Freddie Mac (FMCC) is planning to sell $966 million of bonds tied to the risk of homeowner defaultsafter investors that bought in earlier sales reaped gains, according to a person with knowledge of the transaction.

The government-controlled mortgage firm’s offering next week may include $230 million of debt set to receive A credit grades from Fitch Ratings and Kroll Bond Rating Agency, as well as $391 million of riskier unrated notes, said the person, who asked not be named because the information wasn’t public.

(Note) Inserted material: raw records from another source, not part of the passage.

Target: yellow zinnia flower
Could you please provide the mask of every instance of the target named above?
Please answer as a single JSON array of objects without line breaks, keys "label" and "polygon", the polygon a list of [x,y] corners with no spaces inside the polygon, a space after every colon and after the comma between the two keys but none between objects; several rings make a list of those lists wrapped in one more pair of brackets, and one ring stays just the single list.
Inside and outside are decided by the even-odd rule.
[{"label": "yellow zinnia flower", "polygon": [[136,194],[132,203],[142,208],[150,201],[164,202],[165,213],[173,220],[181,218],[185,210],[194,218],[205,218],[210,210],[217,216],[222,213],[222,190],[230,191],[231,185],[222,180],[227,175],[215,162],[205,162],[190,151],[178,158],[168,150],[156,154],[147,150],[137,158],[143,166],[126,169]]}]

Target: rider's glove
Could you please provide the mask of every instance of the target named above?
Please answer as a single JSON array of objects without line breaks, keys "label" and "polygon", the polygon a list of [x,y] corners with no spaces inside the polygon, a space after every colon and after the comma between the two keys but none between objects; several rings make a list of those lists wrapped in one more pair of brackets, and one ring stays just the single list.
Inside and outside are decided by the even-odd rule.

The risk-sharing bonds sold since Freddie Mac and rival Fannie Mae started offering the debt last year have soared amid a housing recovery, tightened loan standards and demand for securities offering higher yields. All three parts of a $1 billion Freddie Mac deal on Feb. 6 have gained, with the most-junior portion rising yesterday to almost 106 cents on the dollar, according to Trace, the bond-price reporting system of the Financial Industry Regulatory Authority.

Last week, the “transactions continued to benefit from the increased presence of real money accounts adding positions in the sectors, particularly lower in the capital structure,” Bank of America Corp. analysts Chris Flanagan, Ryan Asato and Justin Borst wrote in a March 21 report.

Issuance Accelerates

Real-money investors include mutual funds and insurers, in contrast to so-called fast-money buyers such as hedge funds. The deals’ capital structure refers to their various portions, which are paid down in a specific order.

Issuance of risk-sharing securities by Freddie Mac andFannie Mae (FNMA) is accelerating as policy makers seek to reduce their role in the market and assess whether they’re charging enough to guarantee their traditional home-loan bonds. The deals also reflect a potential future model for the more than $9 trillion U.S. mortgage-finance system.

Legislation introduced this month by the leaders of the Senate banking committee would replace Fannie Mae and Freddie Mac with government bond insurance that would bear mortgage losses only after private capital absorbs the first 10 percent.

Patti Boerger, a spokeswoman for Mclean, Virginia-based Freddie Mac, said that the company has previously announced it would seek quarterly sales of its risk-sharing securities.